Il pensiero di fondo che caratterizza questa esperienza è quello che un’opera d’arte è tale nel momento in cui riesce a farci andare oltre la superficie, oltre la realtà. L’artista, come sosteneva Kandinskij, è un sacerdote che ha la missione di aprirci una finestra verso l’oltre, per farci accorgere che esiste una dimensione spirituale, per aiutarci ad esplorare i sentieri dello spirito. Questo ha portato don Quattrone ad affermare senza ombra di dubbio che tutta l’arte è sacra. E’ un errore immenso distinguere tra arte sacra e profana! Esiste l’arte religiosa e non, ma non è il soggetto rappresentato che rende sacra o meno una pittura, una scultura, un brano musicale o un film ma è ciò che trasmette, l’energia, la forza che suscita nel cuore dello spettatore.
Questa esperienza è possibile non soltanto ammirando opere a soggetto religioso ma anche contemplando quadri, sculture, installazioni che apparentemente sembrano non comunicare nulla di profondo.
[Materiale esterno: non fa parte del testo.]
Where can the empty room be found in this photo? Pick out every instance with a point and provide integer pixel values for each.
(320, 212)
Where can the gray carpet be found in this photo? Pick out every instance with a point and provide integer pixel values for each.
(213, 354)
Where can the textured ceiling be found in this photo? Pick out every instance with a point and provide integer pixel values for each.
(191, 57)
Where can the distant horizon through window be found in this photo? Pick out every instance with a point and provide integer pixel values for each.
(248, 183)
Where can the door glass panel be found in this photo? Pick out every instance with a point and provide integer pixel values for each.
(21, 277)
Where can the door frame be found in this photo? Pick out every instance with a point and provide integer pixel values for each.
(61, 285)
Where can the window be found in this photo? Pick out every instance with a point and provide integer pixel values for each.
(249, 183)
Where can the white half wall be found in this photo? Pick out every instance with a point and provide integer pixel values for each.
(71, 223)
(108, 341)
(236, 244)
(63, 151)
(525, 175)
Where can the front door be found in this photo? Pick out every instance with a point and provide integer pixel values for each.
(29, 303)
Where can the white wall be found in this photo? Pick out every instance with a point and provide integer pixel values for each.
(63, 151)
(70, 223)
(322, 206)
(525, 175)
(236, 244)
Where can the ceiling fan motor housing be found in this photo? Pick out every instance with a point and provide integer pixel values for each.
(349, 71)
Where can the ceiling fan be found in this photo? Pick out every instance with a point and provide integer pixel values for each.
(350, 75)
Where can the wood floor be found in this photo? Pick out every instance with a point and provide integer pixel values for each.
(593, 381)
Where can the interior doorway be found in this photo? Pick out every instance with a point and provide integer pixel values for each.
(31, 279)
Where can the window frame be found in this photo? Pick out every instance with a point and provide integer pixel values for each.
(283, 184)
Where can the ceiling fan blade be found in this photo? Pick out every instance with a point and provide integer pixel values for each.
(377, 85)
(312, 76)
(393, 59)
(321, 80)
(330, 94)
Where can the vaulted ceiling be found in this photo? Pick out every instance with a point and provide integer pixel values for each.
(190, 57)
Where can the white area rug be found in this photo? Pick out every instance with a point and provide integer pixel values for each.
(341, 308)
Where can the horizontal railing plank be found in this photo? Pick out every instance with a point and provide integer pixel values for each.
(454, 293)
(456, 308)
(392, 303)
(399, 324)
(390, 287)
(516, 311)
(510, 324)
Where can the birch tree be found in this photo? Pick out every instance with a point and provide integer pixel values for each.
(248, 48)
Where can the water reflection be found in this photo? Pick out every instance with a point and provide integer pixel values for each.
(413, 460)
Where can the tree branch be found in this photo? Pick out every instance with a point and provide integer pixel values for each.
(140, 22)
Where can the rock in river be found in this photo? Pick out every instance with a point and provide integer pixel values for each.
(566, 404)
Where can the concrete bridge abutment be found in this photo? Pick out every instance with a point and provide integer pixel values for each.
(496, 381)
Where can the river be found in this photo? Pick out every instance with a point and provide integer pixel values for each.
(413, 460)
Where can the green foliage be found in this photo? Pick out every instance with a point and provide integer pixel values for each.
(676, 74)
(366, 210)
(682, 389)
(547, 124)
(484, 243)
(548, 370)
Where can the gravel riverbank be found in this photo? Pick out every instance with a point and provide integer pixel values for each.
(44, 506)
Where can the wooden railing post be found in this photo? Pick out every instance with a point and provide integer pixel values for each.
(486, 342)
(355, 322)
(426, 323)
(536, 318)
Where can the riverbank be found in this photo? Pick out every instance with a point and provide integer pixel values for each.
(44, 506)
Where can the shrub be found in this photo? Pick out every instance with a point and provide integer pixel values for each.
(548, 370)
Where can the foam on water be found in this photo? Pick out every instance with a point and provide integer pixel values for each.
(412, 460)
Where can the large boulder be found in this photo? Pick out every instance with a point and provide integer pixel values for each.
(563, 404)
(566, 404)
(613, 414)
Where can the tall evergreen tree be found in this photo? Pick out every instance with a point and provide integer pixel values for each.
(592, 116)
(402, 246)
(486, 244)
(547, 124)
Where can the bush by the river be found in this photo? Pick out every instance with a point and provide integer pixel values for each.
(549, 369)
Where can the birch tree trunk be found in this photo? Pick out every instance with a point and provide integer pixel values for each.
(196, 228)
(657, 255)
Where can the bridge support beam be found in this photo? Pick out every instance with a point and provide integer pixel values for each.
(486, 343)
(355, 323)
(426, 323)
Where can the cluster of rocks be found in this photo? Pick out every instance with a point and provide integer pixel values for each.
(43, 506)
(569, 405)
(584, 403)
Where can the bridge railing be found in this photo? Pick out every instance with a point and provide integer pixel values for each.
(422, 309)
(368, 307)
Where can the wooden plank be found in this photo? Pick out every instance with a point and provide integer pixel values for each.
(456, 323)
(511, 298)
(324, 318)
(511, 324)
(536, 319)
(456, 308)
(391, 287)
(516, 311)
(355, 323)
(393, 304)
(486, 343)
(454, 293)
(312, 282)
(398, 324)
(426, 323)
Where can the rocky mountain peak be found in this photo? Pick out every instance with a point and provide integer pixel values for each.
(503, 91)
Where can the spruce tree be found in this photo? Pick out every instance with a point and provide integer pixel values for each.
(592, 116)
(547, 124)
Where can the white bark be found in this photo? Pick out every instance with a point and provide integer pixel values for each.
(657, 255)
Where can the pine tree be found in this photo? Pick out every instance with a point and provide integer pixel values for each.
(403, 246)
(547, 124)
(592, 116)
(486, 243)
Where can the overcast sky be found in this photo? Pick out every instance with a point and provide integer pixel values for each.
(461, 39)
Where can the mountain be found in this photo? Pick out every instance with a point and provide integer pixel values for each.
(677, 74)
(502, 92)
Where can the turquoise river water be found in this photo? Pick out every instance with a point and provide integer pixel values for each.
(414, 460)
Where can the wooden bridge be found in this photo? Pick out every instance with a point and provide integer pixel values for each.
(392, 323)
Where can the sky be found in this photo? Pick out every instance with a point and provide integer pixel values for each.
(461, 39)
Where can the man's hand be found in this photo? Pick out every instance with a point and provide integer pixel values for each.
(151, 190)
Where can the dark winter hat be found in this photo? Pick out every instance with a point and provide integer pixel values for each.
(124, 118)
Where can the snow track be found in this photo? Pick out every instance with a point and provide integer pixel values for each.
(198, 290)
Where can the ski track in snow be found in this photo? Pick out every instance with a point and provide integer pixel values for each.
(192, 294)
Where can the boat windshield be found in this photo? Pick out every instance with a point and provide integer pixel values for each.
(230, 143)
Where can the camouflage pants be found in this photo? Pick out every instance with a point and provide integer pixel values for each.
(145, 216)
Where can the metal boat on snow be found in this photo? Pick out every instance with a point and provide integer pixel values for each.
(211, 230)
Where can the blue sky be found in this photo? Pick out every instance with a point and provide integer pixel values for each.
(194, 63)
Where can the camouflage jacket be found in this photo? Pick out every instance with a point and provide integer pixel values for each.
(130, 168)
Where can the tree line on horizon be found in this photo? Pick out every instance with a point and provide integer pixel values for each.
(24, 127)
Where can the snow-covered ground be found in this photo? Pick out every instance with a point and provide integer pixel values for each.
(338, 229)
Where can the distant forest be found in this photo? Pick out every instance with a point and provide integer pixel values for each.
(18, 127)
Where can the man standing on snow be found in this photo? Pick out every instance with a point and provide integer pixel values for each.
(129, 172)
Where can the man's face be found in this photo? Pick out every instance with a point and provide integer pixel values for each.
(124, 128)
Un’opera d’arte è tale quando acquista una sua autonomia, una vita propria, quando riesce a far compiere all’osservatore riflessioni e percorsi che vanno oltre le intenzioni dell’autore.
Accostare Parola di Dio e arte vuol dire far convivere due canali che hanno la finalità di farci andare oltre la superficie, che conducono l’uomo a pensare, a scoprire la dimensione spirituale della propria esistenza.